Les gendarmeries pendant l’insurrection de mai 1945 en Syrie
Entre 1920 et 1943, la France exerce sur la Syrie un mandat confié par la Société des nations (SDN). Héritière de la gendarmerie ottomane, la gendarmerie syrienne est alors restructurée par la France à partir de 1926. Cependant, elle aspire rapidement à son émancipation. Profitant d’un État désireux d’obtenir son entière souveraineté, la gendarmerie syrienne lui apporte dès lors un soutien sans faille et acquiert son autonomie en 1942. Si l’indépendance de la Syrie a été reconnue le 22 novembre 1943, les transferts des services publics assurés par la France ne sont pas réalisés instantanément. Les relations franco-syriennes s’enveniment et la prévôté française, confrontée aux troubles insurrectionnels qui secouent le pays au mois de mai 1945, doit faire face à la nouvelle gendarmerie syrienne.
Récit d’un affrontement.
Au cours du mois de décembre 1944, la gendarmerie syrienne recrute environ 2 000 gendarmes. Ce chiffre approximatif laisse présager la rupture entre la prévôté française et cette Arme, que le colonel Gilbert qualifiait de » fille de la gendarmerie française » . La prévôté française, de par sa vocation à maintenir l’ordre, se trouve ainsi directement impliquée dans un conflit naissant. L’affrontement violent de ces deux gendarmeries livre un exemple caractéristique du rôle des gendarmes syriens dans la quête d’indépendance de leur pays.
Mère et fille : la prévôté française du Levant et la gendarmerie syrienne
A partir de 1926, des gendarmes prévôtaux français sont détachés à la » mission de réorganisation » de la gendarmerie syrienne. Cette mission, qui porte rapidement ses fruits, concourt, sans aucun doute, à l’amélioration de la performance de cette Arme. Les gendarmes syriens sont répartis harmonieusement sur le territoire, en fonction des besoins et des concentrations humaines. Une hiérarchie interne est mise en place et des écoles de gendarmerie sont ouvertes. Les officiers de la gendarmerie syrienne bénéficient même des structures françaises et sont formés à l’École de gendarmerie de Versailles.
Le commandement supérieur de cette Arme demeure cependant, jusqu’en 1942, sous le contrôle de la France, par l’intermédiaire de la mission de réorganisation.

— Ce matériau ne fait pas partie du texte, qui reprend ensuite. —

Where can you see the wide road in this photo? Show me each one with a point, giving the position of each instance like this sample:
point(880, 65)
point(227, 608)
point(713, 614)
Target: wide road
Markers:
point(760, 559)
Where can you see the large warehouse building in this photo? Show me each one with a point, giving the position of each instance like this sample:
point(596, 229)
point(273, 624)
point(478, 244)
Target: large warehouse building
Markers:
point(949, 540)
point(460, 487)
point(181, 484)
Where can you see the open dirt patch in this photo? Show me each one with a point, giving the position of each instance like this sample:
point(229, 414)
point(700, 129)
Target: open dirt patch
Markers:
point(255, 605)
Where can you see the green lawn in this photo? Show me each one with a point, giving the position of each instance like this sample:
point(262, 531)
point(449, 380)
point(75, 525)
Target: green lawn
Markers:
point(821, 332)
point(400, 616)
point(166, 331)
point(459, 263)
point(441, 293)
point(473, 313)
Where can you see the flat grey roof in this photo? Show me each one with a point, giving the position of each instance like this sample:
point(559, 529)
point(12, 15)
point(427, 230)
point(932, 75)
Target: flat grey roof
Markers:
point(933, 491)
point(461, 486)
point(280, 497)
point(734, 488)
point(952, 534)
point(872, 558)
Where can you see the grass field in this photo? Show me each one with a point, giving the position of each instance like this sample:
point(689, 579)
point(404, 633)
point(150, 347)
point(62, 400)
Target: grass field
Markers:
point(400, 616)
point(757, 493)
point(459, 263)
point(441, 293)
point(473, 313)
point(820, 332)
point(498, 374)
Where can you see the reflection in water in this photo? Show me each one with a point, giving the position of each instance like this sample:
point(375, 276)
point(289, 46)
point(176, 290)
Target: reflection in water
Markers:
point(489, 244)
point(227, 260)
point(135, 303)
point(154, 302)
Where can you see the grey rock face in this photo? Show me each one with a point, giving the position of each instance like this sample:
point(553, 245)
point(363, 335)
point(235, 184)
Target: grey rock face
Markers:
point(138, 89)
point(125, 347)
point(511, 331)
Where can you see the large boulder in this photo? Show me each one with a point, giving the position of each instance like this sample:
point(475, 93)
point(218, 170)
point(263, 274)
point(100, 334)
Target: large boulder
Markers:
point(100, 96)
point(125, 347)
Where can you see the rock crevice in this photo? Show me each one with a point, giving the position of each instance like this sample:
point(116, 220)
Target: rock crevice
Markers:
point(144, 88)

La gendarmerie syrienne, ainsi que les autres gendarmeries locales du Levant, sont donc créées à l’image de la gendarmerie française et possèdent des prérogatives quasi similaires à celles de son service ordinaire.
Les liens entre ces deux armes s’inscrivent dans un climat de confiance pendant la plus grande partie du mandat. Elles n’hésitent pas à collaborer sur le terrain et les rapports d’avant-guerre sur l’état de la gendarmerie syrienne font écho de progrès constants et d’une fiabilité de plus en plus reconnue.
Après la campagne de Syrie de 1941, où les Alliés et les Forces françaises libres (FFL) reconquièrent la Syrie et le Liban tenus par les forces vichystes, la nouvelle prévôté gaulliste n’a plus assez de personnel pour continuer à assurer le service de la mission de réorganisation. La gendarmerie syrienne acquiert ainsi, de facto, son autonomie. Elle représente alors une force de maintien de l’ordre compétente, armée et forte d’environ 5 000 hommes.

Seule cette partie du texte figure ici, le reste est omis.